Тем и окончился их разговор, припомнившийся Сергею Степановичу благодаря тревожному сну в день его отъезда домой.

Утром за завтраком Лучковский и Шахов обменялись московскими телефонами. Договорились встретиться по приезде.

День прошел в сборах, укладывании чемоданов, упаковывании сумок с фейхоа, хурмой и мандаринами, увозимыми в Москву, короче, в предотъездной суете, приближавшей каждого к привычному укладу городской жизни, от которого они порядком успели отвыкнуть.

На вокзал их и других отдыхавших доставил к часу ночи специально поданный «рафик» — прощальная любезность администрации. Соседями по купе оказались муж с женой, жившие по профсоюзным путевкам на Пицунде. Все сразу же улеглись спать, Сергей Степанович и Шахов — на верхних полках.

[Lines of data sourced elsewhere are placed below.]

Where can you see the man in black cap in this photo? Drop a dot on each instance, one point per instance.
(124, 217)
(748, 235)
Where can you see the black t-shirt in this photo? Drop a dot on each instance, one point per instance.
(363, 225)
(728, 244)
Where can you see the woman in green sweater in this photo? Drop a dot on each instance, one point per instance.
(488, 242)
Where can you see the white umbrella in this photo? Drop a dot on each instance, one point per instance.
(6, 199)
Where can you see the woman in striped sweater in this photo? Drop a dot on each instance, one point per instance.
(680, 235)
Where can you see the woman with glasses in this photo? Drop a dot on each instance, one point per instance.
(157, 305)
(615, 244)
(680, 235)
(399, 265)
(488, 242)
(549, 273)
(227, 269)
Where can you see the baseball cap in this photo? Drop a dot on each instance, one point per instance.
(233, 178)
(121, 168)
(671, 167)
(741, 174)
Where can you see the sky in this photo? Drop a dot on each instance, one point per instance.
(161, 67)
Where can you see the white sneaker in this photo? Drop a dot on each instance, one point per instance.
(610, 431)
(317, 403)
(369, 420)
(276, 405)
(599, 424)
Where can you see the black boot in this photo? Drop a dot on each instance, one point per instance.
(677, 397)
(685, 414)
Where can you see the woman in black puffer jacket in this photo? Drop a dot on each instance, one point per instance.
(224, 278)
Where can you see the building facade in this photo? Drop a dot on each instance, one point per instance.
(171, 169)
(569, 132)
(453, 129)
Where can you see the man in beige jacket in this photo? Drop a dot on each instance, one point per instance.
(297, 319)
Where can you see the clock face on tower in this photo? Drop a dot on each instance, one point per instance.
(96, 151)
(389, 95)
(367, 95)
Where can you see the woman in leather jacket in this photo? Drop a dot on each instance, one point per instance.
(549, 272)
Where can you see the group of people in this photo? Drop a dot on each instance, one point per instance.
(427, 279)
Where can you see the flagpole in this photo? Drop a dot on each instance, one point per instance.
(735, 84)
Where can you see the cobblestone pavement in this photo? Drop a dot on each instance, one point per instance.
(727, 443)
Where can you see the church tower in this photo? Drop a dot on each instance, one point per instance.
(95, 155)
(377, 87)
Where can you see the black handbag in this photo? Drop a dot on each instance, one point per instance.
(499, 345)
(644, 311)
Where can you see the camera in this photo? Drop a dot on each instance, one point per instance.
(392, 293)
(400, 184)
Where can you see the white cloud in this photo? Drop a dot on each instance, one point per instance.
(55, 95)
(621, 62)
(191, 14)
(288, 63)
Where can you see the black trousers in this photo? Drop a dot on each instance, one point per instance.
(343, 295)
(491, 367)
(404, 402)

Встали они утром поздно, умылись, побрились, попили чаю с печеньем и снова устроились на полках: Шахов раскрыл томик Мандельштама, Лучковский стал перечитывать свою статью для научного сборника. Завтракавшие внизу супруги вели неспешную беседу. Работали они в строительном тресте, судя по всему, в одной бригаде, видно, соскучились по ней, ибо то и дело касались каких-то знакомых им одним имен, путаных взаимоотношений, перехода на коллективный подряд и препон этому, искусственно чинимых неким Гордеичем. Голоса мешали Сергею Степановичу сосредоточиться, он положил стопку исписанных листов на боковую сетку и смежил веки, вгоняемый в дремоту мерным перестуком колес.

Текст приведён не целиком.